An upper limit to false rape claims

We do know that there are false claims of rape. Ranging from the malicious to the confused – no, that wasn’t rape M’am, however much you wish you hadn’t done what you did voluntarily.

We have varied estimates of this, from nearly never never, through to 6% from detailed academic research to perhaps this:

A third of rape victims feel police are ‘unhelpful’ during investigations

This is clearly an overestimate but it’s still useful as a boundary. It will include those who actually are let down by police activity as well as those who would like to ram something through. Interesting what can be observed by taking certain numbers seriously…..

8 thoughts on “An upper limit to false rape claims”

  1. It all depends on whether ‘victim’ is defined as ‘perpetrator got convicted’ or ‘made a claim’. In the latter case, I’d be surprised if it was that low.

  2. I can categorically confirm that the percentage of false rape claims lies between 0% and 100% of all rape claims.

    Hope that helps.

  3. Shouldn’t we compare it to the percentage of people who feel the police were unhelpful when they made reports of burglary? Or shoplifting? Or…well, anything else, really?

  4. On the continong people routinely take out legal defence insurance. I wonder why the market is so undeveloped in UK.

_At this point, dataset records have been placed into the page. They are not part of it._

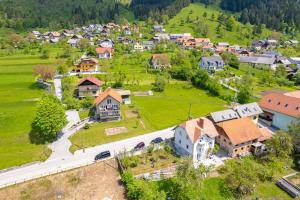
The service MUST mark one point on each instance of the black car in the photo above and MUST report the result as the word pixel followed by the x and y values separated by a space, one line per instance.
pixel 139 146
pixel 104 154
pixel 157 140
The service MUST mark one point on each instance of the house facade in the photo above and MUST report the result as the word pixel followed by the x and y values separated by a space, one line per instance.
pixel 241 137
pixel 104 53
pixel 160 61
pixel 108 106
pixel 212 63
pixel 280 109
pixel 89 87
pixel 195 138
pixel 86 65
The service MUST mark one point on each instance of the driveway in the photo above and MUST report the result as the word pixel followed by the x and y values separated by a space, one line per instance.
pixel 59 163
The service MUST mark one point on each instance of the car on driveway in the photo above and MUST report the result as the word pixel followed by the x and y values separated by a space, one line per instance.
pixel 102 155
pixel 157 140
pixel 139 146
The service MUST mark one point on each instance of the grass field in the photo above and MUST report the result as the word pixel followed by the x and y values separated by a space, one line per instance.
pixel 196 10
pixel 17 108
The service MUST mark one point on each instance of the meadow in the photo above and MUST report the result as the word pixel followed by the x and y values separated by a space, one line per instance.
pixel 19 95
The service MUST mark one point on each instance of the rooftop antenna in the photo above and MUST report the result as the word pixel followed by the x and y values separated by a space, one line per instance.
pixel 190 109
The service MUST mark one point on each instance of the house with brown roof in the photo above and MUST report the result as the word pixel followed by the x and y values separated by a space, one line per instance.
pixel 160 61
pixel 108 105
pixel 86 65
pixel 104 53
pixel 240 137
pixel 195 138
pixel 89 87
pixel 280 109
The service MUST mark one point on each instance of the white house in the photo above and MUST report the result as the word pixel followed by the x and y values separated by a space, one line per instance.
pixel 212 63
pixel 280 109
pixel 108 105
pixel 195 138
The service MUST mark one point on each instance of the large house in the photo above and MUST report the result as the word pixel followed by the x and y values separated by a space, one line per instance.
pixel 89 87
pixel 280 109
pixel 195 138
pixel 108 105
pixel 160 61
pixel 104 53
pixel 212 63
pixel 240 137
pixel 86 65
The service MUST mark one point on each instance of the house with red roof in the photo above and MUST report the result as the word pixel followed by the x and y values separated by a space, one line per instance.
pixel 195 138
pixel 89 87
pixel 280 109
pixel 104 52
pixel 108 105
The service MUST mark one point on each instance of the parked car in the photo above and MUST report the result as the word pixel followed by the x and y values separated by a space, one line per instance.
pixel 139 146
pixel 157 140
pixel 102 155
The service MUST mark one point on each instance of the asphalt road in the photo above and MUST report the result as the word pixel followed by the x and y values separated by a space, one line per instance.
pixel 80 158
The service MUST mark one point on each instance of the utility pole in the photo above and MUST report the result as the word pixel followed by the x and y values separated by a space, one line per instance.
pixel 190 109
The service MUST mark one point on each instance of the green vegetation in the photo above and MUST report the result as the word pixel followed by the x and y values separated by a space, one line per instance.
pixel 19 95
pixel 192 19
pixel 50 119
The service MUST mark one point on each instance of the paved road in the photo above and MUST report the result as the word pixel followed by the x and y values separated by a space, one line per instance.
pixel 58 87
pixel 80 158
pixel 60 148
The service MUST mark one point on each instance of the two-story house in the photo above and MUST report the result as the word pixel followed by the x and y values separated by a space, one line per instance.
pixel 104 53
pixel 108 105
pixel 89 87
pixel 86 64
pixel 212 63
pixel 195 138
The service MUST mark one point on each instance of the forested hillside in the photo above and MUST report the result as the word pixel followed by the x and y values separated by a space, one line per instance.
pixel 21 14
pixel 283 15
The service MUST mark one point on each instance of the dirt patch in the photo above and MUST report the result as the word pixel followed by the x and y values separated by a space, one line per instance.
pixel 115 131
pixel 131 114
pixel 97 181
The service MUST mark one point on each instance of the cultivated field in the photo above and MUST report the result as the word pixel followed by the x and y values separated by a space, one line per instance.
pixel 97 181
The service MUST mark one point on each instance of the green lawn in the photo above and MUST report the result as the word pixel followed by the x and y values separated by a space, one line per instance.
pixel 17 108
pixel 96 134
pixel 195 10
pixel 171 107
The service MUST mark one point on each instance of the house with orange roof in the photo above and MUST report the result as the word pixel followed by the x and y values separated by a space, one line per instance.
pixel 108 105
pixel 280 109
pixel 241 137
pixel 89 87
pixel 195 138
pixel 104 52
pixel 86 64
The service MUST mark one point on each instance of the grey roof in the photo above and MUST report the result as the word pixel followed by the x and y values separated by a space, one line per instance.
pixel 212 59
pixel 248 110
pixel 258 60
pixel 224 115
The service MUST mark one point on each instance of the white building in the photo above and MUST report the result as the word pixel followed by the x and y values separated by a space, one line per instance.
pixel 280 109
pixel 195 138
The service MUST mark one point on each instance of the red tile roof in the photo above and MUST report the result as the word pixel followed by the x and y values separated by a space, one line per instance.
pixel 240 130
pixel 195 128
pixel 281 103
pixel 104 49
pixel 91 79
pixel 108 92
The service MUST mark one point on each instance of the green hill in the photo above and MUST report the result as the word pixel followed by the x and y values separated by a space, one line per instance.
pixel 190 19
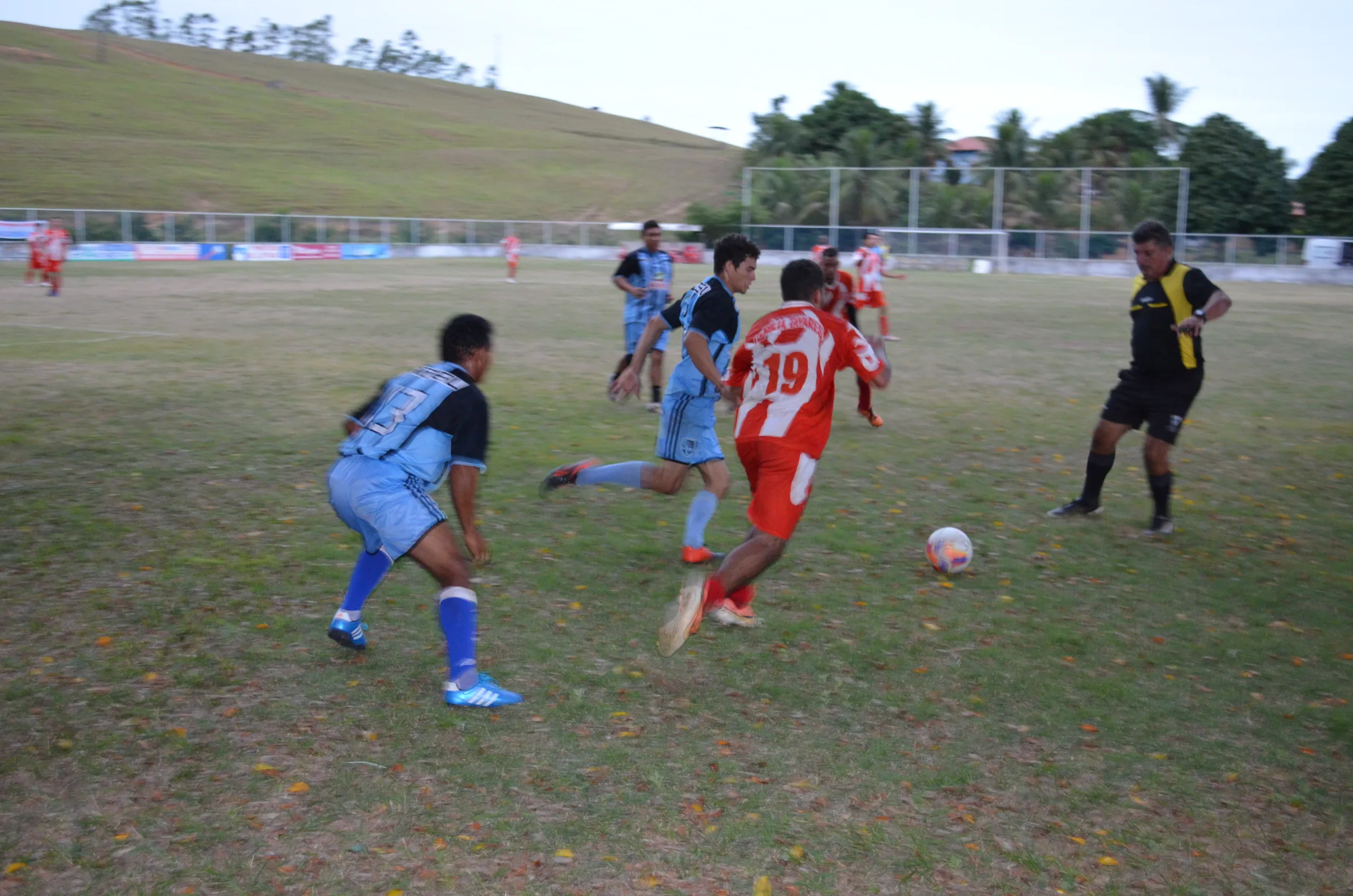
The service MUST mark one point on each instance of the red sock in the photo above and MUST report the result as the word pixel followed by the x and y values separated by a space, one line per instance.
pixel 713 593
pixel 743 598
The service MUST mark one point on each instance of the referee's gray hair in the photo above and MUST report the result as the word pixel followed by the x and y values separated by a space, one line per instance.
pixel 1153 232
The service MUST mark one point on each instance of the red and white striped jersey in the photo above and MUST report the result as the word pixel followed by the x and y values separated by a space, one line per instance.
pixel 839 294
pixel 788 371
pixel 54 244
pixel 870 266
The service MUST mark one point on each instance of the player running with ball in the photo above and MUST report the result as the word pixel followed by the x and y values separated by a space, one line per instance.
pixel 424 425
pixel 687 435
pixel 785 377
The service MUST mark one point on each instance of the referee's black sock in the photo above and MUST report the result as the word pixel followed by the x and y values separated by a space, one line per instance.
pixel 1096 469
pixel 1161 493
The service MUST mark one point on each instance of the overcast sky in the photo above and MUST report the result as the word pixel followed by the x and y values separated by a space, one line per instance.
pixel 1284 69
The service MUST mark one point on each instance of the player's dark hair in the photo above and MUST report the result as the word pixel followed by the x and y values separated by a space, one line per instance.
pixel 800 279
pixel 1153 232
pixel 735 248
pixel 463 336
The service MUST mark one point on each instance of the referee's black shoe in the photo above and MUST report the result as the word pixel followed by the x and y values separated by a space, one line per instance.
pixel 1160 526
pixel 1076 509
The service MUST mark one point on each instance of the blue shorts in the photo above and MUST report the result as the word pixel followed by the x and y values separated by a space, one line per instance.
pixel 687 432
pixel 635 331
pixel 383 504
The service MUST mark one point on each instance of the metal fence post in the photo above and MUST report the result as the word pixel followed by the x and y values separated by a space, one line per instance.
pixel 747 198
pixel 1182 216
pixel 1086 213
pixel 834 210
pixel 914 209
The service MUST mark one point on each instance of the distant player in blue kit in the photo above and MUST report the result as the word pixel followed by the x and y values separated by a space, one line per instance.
pixel 687 435
pixel 646 278
pixel 424 425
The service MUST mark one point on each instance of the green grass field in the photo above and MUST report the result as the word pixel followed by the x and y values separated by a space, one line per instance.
pixel 1084 711
pixel 160 126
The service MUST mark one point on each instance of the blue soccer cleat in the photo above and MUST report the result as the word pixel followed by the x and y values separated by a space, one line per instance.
pixel 486 692
pixel 348 632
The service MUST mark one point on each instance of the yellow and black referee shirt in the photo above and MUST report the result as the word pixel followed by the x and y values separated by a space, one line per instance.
pixel 1159 305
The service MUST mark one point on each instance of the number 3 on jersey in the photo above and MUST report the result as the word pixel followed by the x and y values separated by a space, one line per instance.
pixel 786 372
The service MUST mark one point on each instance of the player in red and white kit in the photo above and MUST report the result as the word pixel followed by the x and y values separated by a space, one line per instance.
pixel 37 271
pixel 869 268
pixel 54 244
pixel 512 248
pixel 785 377
pixel 839 300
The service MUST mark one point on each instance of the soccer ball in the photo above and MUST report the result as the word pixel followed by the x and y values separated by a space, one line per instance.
pixel 949 550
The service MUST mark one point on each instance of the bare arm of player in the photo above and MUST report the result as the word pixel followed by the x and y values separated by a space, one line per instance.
pixel 697 347
pixel 626 286
pixel 1218 305
pixel 628 382
pixel 465 482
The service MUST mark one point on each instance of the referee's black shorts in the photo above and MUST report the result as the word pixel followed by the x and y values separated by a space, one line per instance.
pixel 1160 403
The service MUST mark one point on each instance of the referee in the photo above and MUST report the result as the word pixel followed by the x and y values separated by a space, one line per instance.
pixel 1171 304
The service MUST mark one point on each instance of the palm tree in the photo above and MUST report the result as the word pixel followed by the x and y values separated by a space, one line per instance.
pixel 1165 97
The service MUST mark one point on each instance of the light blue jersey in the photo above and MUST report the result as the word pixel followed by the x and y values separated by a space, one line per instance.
pixel 708 309
pixel 423 423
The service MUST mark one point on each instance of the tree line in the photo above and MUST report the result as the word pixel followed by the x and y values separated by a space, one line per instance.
pixel 1237 182
pixel 310 42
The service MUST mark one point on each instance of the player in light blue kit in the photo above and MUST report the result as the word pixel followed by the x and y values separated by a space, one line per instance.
pixel 421 427
pixel 687 435
pixel 646 278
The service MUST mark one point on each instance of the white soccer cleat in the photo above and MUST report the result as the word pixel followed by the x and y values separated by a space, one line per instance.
pixel 682 615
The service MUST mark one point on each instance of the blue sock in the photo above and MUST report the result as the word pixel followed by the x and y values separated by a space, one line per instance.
pixel 459 611
pixel 701 511
pixel 366 576
pixel 620 474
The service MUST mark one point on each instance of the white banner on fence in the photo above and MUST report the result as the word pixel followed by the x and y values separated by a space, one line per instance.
pixel 260 252
pixel 20 229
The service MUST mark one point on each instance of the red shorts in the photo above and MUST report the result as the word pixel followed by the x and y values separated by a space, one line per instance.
pixel 781 480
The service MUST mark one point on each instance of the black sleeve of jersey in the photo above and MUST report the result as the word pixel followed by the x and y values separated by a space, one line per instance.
pixel 1198 288
pixel 371 403
pixel 715 312
pixel 465 417
pixel 628 267
pixel 672 316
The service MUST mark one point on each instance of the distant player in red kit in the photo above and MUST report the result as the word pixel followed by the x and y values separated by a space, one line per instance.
pixel 839 300
pixel 37 271
pixel 54 244
pixel 512 248
pixel 785 377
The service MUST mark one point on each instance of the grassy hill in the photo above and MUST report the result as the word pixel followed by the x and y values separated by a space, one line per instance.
pixel 148 125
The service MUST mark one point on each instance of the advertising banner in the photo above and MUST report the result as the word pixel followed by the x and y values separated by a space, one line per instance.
pixel 20 229
pixel 102 252
pixel 165 251
pixel 354 251
pixel 260 252
pixel 316 251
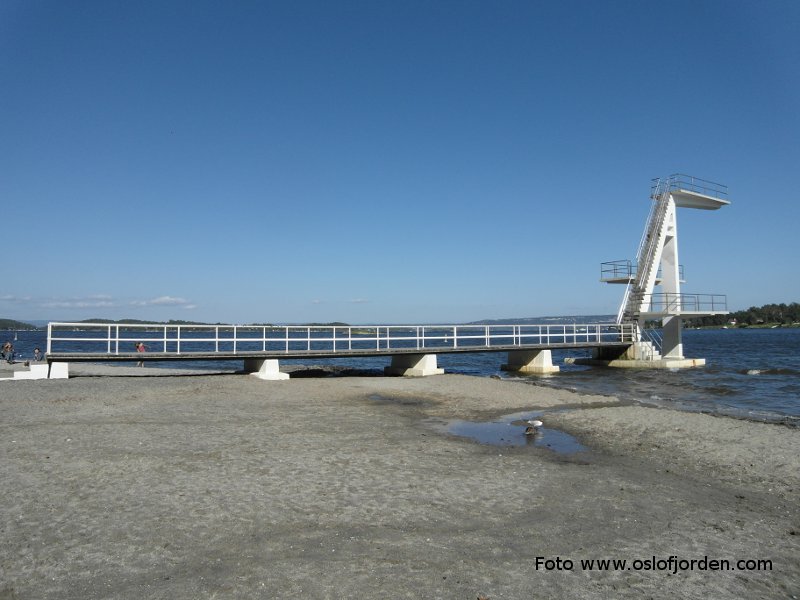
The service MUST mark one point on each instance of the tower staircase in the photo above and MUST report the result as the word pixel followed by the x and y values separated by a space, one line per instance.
pixel 647 264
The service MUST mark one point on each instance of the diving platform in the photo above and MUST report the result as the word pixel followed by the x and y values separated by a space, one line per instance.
pixel 653 281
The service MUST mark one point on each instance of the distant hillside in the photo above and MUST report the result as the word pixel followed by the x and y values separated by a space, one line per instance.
pixel 768 314
pixel 16 325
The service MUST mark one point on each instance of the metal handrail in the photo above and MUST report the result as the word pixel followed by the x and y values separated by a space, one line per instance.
pixel 676 303
pixel 619 269
pixel 186 340
pixel 680 181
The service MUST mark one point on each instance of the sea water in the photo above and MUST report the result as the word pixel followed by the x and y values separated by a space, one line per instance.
pixel 749 373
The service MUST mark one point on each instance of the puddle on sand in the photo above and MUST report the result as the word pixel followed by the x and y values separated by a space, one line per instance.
pixel 510 431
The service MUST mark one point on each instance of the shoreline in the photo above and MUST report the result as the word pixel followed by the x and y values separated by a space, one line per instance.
pixel 336 487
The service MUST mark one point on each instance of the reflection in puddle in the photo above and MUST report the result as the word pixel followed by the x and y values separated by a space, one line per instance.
pixel 510 431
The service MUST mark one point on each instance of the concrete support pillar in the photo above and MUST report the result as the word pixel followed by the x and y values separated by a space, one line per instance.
pixel 531 361
pixel 672 345
pixel 413 365
pixel 56 370
pixel 264 368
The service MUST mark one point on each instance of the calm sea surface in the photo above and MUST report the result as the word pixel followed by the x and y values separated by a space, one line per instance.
pixel 749 373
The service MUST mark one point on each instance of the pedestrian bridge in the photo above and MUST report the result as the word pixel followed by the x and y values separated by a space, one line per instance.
pixel 412 348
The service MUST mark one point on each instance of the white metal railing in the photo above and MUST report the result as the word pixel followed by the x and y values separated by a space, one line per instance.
pixel 673 303
pixel 187 340
pixel 680 181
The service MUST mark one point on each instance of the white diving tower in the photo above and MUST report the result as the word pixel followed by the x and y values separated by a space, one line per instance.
pixel 657 267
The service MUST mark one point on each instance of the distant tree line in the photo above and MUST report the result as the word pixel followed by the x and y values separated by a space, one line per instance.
pixel 769 314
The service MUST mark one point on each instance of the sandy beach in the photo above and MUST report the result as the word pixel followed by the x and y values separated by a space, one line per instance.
pixel 226 486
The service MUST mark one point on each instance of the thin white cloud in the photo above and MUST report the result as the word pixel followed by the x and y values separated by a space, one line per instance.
pixel 165 301
pixel 79 303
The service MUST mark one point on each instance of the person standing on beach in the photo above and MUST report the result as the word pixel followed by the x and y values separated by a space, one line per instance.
pixel 8 353
pixel 140 347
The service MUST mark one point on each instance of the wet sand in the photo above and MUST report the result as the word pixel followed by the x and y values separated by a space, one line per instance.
pixel 226 486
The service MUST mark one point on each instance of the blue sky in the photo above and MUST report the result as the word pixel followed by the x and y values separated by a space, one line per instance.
pixel 386 162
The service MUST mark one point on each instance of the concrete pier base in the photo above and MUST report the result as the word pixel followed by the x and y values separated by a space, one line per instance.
pixel 413 365
pixel 264 369
pixel 531 361
pixel 40 371
pixel 641 355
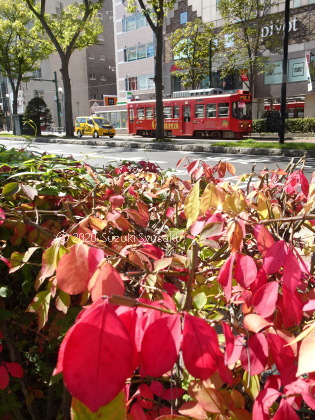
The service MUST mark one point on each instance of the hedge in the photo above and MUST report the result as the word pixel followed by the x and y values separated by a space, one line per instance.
pixel 293 125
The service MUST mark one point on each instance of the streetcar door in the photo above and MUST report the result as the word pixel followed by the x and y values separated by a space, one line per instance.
pixel 186 119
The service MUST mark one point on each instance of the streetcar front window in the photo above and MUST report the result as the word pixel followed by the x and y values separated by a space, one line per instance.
pixel 140 113
pixel 168 112
pixel 242 110
pixel 223 110
pixel 149 113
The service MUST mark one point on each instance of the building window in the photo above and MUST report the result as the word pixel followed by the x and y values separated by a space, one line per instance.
pixel 183 18
pixel 139 52
pixel 139 83
pixel 136 21
pixel 37 74
pixel 59 7
pixel 39 93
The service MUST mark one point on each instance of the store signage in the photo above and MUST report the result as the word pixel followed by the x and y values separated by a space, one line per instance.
pixel 275 29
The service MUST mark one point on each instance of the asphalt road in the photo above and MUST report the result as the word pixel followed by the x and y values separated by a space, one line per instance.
pixel 99 156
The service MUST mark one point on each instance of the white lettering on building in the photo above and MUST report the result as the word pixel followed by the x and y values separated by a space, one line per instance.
pixel 276 29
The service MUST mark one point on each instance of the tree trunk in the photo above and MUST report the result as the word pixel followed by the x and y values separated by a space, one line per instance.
pixel 67 97
pixel 158 80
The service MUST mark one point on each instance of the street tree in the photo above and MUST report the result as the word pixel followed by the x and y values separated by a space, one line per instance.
pixel 155 12
pixel 191 50
pixel 74 28
pixel 245 46
pixel 23 45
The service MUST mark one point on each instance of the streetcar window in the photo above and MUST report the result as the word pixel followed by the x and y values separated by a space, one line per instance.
pixel 186 113
pixel 199 111
pixel 211 110
pixel 140 113
pixel 223 109
pixel 242 110
pixel 167 112
pixel 149 113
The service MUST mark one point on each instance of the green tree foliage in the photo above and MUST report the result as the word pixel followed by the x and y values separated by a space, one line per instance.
pixel 191 47
pixel 75 28
pixel 243 46
pixel 22 44
pixel 38 112
pixel 155 12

  5. @philip: long ago I was a Senior Examiner in a university. One of our undergraduates, a woman, was caught cheating. So I had to run an investigation: she – and the tutor I insisted must accompany her – had to appear before a panel I’d assembled to hear the case.

    When checking the rules with the Powers That Be I was told that since the accused was female the panel must include one female. OK by me. But I could not resist asking “does the same apply for a male?” “No.” “So”, says I, “some poor bloody Etonian could be tried before a coven of lesbian feminists without a single male on the panel”. Silence. Eventually “if you must put it like that, yes.”

    Some years later I was told by someone who might have known what he was talking about that my question had led to a change in the rules. That, I suppose, just shows how long ago it all was. Nowadays I’d presumably have been sacked for crimethink.

  6. It seems one of the red flags is the reluctance to turn over their phone to the police as part of their investigation. There’s been a number of attempts around trying to stop the police doing this including claiming it’s an unwarranted invasion of their privacy and that it means the police don’t believe them* etc
    Given how mobile phone messages etc have been key elements in acquittal in a number of cases those campaigning to remove this investigative practice should be done for interfering with the course of justice.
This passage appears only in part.